1.        Bersuci dari hadats

Adapun yang dimaksud dengan hadats adalah apa-apa yang mencegah dari sahnya sebagian ibadah, dan hadats ini tidaklah terjadi kecuali pada badan. Dan hadats itu sendiri dibagi menjadi 2, yaitu:

*      Hadats ashghor / kecil, yang menjadi sebabnya adalah batalnya wudhu’, seperti keluar angin / kentut, BAK, BAB, keluar madzi, keluar wadiy dan perkara-perkara yang dapat membatalkan wudhu’ lainnya _akan datang penjelasannya insyaAlloh_. Maka bersuci dari hadats kecil dapat dilakukan dengan cara berwudhu’.

*      Hadats akbar / besar, yang menjadi sebabnya adalah junub, haidh atau nifas.
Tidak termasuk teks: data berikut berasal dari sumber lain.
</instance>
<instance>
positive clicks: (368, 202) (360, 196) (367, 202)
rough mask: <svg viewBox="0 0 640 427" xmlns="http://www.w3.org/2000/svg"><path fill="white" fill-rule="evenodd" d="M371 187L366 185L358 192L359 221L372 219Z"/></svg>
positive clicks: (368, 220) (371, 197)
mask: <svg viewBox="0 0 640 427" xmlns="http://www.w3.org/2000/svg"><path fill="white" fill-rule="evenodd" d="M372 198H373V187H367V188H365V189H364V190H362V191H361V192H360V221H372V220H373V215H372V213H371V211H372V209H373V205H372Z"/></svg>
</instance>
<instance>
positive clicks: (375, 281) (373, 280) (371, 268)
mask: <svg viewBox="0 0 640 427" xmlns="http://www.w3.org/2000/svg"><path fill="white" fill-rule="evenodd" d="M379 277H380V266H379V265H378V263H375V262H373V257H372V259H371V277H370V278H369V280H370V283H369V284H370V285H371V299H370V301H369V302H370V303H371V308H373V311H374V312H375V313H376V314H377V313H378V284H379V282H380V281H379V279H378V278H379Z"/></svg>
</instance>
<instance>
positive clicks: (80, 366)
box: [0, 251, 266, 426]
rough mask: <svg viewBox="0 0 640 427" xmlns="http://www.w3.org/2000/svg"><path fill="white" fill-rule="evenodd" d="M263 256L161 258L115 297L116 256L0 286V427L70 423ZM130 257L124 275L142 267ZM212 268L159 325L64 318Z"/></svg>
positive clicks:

Maka bersuci dari hadats besar dapat dilakukan dengan cara mandi.

Sedangkan tayamum dapat menggantikan wudhu’ dan mandi ketika tidak didapati air untuk wudhu’ / mandi, atau tidak mampu menggunakan air dengan sebab sakit atau yang lainnya.

2.         Bersuci dari najis

Anak-anakku _Zaadakumullohu ‘ilman naafi’a_, tahukah kalian, apa itu najis? Apakah setiap benda yang kotor dihukumi dengan najis? Anak-anakku perhatikanlah, bahwa benda yang kelihatan kotor belum tentu najis, begitu juga sebaliknya. Misalnya, pakaian yang terkena tanah atau debu akan menjadi kotor tetapi tidak najis sehingga sah jika digunakan dalam sholat, tetapi sebaiknya harus dibersihkan terlebih dahulu. Dalam keadaan lain pakaian yang terkena kencing walaupun tidak berbekas lagi hukumnya adalah terkena najis dan tidak sah bila digunakan untuk sholat. Jika demikian apakah najis itu?

Najis dalam pandangan syariat Islam yaitu benda yang kotor yang mencegah sahnya suatu ibadah yang menuntut seseorang dalam keadaan suci seperti sholat dan thowaf. Dalam Al-Qur’an perkataan najis disebut juga dengan “rijsun” seperti tercantum dalam surat Al-Maidah ayat 90 :

يا أيها الذين آمنوا إنما الخمر والميسر والأنصاب والأزلام رجس من عمل الشيطان فاجتنبوه لعلكم تفلحون

“Hai orang-orang yang beriman, sesungguhnya (meminum) khamar, berjudi, (berkorban untuk) berhala, mengundi nasib dengan panah, adalah perbuatan keji termasuk perbuatan setan. Maka jauhilah perbuatan-perbuatan itu agar kamu mendapat keberuntungan”.(QS. Al Maidah : 90)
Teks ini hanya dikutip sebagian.